Constitutional Question; Nonprecedential Disposition

March 27, 2022

Trafigura Trading v. United States featured a dispute about one of the many prohibitions in Article I Section 9 of the Constitution; specifically, clause 5, which says: “No Tax or Duty shall be laid on Articles exported from any State.” An oil company argued that a federally-imposed charge on oil exports, collected to finance the Oil Spill Liability Trust Fund, violated this provision.

The district court ruled for the oil company and a Fifth Circuit panel affirmed. One judge, drawing heavily from lyrics made famous by “Hamilton,” described the surprisingly colorful history of this provision, and voted to affirm. Another judge voted to affirm but declined to join that opinion. And the third judge dissented. As a result, the other opinion had no quorum supporting it and thus lacked precedential effect.  No. 21-20127 (March 24, 2022).

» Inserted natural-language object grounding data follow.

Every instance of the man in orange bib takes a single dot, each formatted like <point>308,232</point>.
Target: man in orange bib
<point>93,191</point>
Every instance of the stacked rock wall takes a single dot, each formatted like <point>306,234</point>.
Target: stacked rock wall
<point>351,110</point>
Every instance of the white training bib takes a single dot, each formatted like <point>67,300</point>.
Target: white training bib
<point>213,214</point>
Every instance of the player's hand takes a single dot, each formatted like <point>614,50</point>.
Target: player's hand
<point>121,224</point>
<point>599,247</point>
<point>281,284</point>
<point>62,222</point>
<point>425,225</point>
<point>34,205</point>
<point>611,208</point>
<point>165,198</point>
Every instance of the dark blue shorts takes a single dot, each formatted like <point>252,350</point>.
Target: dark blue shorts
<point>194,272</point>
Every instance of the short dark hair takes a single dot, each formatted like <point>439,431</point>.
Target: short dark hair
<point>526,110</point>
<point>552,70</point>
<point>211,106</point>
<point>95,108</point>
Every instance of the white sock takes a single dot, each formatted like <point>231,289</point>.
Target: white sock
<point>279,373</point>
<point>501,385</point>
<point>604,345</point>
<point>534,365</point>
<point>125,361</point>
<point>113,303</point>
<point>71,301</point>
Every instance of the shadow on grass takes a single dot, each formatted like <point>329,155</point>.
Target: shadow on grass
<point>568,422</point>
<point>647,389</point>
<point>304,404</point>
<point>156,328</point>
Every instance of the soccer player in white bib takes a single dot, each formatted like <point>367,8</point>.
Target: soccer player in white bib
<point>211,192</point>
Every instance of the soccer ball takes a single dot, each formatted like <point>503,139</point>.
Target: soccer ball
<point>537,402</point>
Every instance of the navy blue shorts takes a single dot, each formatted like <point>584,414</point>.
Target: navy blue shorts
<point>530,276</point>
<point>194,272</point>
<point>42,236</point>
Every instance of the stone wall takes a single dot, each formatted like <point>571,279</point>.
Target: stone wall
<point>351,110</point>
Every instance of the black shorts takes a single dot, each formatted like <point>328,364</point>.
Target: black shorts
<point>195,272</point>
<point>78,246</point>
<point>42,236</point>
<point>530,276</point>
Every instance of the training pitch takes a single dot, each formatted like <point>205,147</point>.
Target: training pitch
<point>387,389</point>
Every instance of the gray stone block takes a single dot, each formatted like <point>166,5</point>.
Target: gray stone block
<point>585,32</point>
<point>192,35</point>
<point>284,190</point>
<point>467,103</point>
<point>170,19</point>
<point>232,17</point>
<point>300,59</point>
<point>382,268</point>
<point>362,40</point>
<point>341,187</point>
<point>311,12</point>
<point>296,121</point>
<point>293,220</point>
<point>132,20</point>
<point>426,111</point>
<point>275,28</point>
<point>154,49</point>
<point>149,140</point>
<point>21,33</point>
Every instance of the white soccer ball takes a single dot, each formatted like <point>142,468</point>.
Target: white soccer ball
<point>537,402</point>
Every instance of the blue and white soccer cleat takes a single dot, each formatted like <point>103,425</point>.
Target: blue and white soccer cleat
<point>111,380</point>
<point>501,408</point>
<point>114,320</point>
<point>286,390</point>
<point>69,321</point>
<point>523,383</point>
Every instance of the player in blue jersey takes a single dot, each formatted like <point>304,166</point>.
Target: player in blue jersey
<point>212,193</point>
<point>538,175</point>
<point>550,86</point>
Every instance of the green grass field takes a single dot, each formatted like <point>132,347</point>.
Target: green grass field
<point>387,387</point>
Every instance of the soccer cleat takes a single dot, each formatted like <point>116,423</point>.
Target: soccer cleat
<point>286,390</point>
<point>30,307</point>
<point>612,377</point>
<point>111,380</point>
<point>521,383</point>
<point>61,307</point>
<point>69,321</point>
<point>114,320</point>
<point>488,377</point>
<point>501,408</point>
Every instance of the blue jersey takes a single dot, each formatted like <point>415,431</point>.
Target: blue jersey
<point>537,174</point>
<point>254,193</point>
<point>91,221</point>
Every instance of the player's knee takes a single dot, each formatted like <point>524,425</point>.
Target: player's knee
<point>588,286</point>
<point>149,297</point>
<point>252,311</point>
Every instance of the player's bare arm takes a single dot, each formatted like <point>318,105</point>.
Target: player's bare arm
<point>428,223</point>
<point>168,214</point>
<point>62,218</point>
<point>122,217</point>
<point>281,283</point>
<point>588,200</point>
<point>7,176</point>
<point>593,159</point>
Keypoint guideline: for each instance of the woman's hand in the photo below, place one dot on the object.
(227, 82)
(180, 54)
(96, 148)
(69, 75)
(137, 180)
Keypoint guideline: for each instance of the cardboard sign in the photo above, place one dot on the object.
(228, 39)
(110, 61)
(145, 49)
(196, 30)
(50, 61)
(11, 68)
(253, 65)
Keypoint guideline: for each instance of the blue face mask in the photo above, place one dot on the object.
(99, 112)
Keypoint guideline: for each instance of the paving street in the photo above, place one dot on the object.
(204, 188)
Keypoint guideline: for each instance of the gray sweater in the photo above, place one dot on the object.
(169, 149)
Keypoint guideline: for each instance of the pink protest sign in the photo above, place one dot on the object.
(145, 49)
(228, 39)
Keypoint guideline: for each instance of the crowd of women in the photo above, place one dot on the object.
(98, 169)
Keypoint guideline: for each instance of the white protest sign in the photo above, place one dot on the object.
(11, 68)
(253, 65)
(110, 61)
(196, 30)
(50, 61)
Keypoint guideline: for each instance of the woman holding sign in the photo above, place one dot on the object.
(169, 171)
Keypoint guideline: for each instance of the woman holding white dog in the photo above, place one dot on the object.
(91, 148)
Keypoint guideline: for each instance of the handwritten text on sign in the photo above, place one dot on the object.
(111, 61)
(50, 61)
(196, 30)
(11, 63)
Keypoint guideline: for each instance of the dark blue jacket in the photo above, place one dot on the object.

On that broader subject, cf. Sambrano v. United Airlines, No. 21-11159 (Feb. 17, 2022) (Smith, J., dissenting) (sympathizing with “the hapless trial judge or conscientious advocate” that must reason from nonprecedential rulings); see generally Alexander Hamilton, Federalist No. 78 (May 28, 1788) (“To avoid an arbitrary discretion in the courts, it is indispensable that they should be bound down by strict rules and precedents, which serve to define and point out their duty in every particular case that comes before them; and it will readily be conceived from the variety of controversies which grow out of the folly and wickedness of mankind, that the records of those precedents must unavoidably swell to a very considerable bulk, and must demand long and laborious study to acquire a competent knowledge of them.”).